Moment, mir fällt da grade noch was ein....es gibt doch Futterspiralen, die man einfach auf die Hauptschnur aufzieht und dann n Wirbel anknoten kann und da kann man doch dann das Vorfach einhängen. Diese Futterspiralen gibts auch mit Bebleiung...Hier kann sich das Vorfach doch garnicht mit dem "Futterbehälter" in die Quere kommen, oder? Ich selber habe es zwar noch nicht ausprobiert, aber werde ich vielleicht bei Gelegenheit tun, da mich das Verdrallen der Schnur mit dem Futterkorb auch nervt...

Is das denn ne gute Idee?


----------



## Helmut Wölker - Browningteam Bayern (15. Mai 2008)

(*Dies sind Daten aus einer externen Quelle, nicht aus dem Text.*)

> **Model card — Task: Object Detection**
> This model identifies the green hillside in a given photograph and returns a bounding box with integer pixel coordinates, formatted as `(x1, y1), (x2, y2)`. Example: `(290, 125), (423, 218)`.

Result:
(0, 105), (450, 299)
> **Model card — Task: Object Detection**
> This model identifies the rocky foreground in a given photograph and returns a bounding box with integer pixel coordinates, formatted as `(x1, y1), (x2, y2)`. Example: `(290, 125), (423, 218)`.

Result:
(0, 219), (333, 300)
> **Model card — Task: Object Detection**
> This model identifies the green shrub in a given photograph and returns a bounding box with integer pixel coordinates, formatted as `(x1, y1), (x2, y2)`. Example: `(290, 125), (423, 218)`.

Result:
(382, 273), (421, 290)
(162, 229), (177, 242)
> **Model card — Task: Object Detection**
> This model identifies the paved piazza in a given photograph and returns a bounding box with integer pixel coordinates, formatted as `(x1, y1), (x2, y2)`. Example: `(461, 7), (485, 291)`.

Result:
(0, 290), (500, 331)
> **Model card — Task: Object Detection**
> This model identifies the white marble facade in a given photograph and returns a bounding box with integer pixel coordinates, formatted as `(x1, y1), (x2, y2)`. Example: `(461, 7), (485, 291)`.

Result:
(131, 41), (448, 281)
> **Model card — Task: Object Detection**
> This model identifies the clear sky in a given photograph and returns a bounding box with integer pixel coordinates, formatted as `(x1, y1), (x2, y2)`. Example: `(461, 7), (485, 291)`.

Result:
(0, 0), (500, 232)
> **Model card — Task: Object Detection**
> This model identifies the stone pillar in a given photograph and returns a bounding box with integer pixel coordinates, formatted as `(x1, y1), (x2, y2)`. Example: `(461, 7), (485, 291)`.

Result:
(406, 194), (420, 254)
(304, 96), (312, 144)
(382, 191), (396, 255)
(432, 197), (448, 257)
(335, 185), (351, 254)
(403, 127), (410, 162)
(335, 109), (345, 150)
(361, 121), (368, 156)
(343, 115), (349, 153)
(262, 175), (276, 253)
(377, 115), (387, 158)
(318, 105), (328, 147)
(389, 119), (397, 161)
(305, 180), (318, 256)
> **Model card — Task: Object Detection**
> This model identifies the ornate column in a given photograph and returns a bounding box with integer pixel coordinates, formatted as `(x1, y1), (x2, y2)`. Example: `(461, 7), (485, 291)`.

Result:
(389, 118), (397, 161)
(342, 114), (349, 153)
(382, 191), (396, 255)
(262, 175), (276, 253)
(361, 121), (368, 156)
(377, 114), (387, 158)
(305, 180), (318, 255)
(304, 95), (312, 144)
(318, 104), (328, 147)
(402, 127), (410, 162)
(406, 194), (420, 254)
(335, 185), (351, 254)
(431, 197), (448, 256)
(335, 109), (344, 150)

*AW: Feedermontage im Stillwasser*

also wenn deine Montage paßt, hast du so gut wie keinen Drall in der Schnur.


----------



## Tricast (15. Mai 2008)

*AW: Feedermontage im Stillwasser*

Hallo Helmut, wenn ich das richtig verstanden habe wird nicht das Verdrallen der Schnur gemeint sondern das sich das Vorfach um die Schnur wickelt. Uns das läßt sich nur lösen durch das Abbremsen der Montage bevor sie auf das Wasser kommt. Dann streckt sich die Montage wie beim Wagglerfischen. Ausserdem weiss ich nicht wie er es mit einem Abstandshalter hält. Früher haben wir ja die Schnur gezwirbelt wo wir das Vorfach einhängen damit es etwas Abstand hält beim Wurf.

Gruß Heinz


----------



## Feederprofi1980 (15. September 2012)

*AW: Feedermontage im Stillwasser*



Carphunter81 schrieb:


> Hallo Zusammen,
> 
> mich würde mal interessieren, was für Montagen u. Futterkörbe Ihr im Stillwasser einsetzt (mit Foto, bzw. Zeichnung wäre natürlich spitze) |kopfkrat
> 
> ...


Hallo carphunter! Hier mal eine aussergewöhnliche Montage. Also du machst dir ein Helicopterrig indem du das Vorfach mit Haken vor das Körbchen knüpfst. Die Länge sollte 10 Zentimeter betragen und ungefähr fünf Zentimeter vor dem Korb sein. Dann beköderst du mit einer schwimmenden Gummimade und Zwei echten Maden. Du wirst feststellen das du damit erstaunlicherweise sehr grosse Schleie überlistest. Das Helicopterrig wird dir ja als carphunter ein Begriff sein. Viel Spass beim ausprobieren!!


----------



## D123J (15. September 2012)

*AW: Feedermontage im Stillwasser*

Wenn du überhaupt jegliche Gefahr von Vertüddeln ausschließen willst und auch noch eine sehr hohe Bissausbeute haben möchtest, dann fische doch ein "Methodfeeder". Sehr praktisch, da sich der Fisch aufgrund des kurzen Vorfachs selbst hakt.


----------



## wisokij (16. September 2012)

*AW: Feedermontage im Stillwasser*

Die Schaufenmontage verbindet mehrere Eigenschaften anderer Montagen.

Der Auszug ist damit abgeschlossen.